Objectives In 2007, IARC concluded that “shift-work that involves circadian disruption is probably carcinogenic” (Group 2A). In 2010, Rushton et al reported that “54% of cancer registrations in women are attributable to shift work (breast cancer)”.
Methods Methods to estimate attributable fractions (AF) will be reviewed and their application to shift-work and cancer tested with examples.

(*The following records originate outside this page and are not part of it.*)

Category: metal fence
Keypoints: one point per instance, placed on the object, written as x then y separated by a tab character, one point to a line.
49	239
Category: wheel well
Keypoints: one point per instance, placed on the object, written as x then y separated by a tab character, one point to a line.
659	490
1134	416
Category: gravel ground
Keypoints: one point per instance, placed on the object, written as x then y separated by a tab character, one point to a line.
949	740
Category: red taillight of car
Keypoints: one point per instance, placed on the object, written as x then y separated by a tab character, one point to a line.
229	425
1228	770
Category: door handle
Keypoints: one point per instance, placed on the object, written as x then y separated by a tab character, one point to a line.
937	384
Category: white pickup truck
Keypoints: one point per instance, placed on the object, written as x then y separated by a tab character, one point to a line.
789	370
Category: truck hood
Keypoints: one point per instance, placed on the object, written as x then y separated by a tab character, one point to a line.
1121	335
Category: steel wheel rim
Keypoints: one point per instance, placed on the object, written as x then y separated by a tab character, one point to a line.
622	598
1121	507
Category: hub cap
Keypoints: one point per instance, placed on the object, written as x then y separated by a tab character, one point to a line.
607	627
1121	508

Results Our synthesis shows that (a) causal, (b) practical and (c) methodological reasons should deter us from publishing attributable caseload estimates of cancers or deaths due to shift-work. Regarding (a), we should avoid such calculations as long as causal links between shift-work and internal cancers are not established. Regarding (b), we should avoid such calculations as long as we lack an alternative to shift-work or effective means to intervene. Regarding (c), at least four methodological pitfalls - which were raised in public at the EPICOH Conferences in Banff and San José - can make AF calculations uninterpretable. (i) The use of Levin's 1953 formula in case of adjusted relative risks. (ii) The use of broad definitions (eg, binary exposure) in calculations of AFs. (iii) The non-additivity of AFs across exposures and covariates. (iv) The fact that deaths may occur advanced or may be postponed but there are neither extra nor avoided deaths.
Conclusions Causal, practical and methodological reasons should disallow publishing analytical results which - at least today - are not defensible. To reliably decide whether shift-work causes cancers and, if so, to then assess an attributable burden, requires unambiguous evidence and analyses.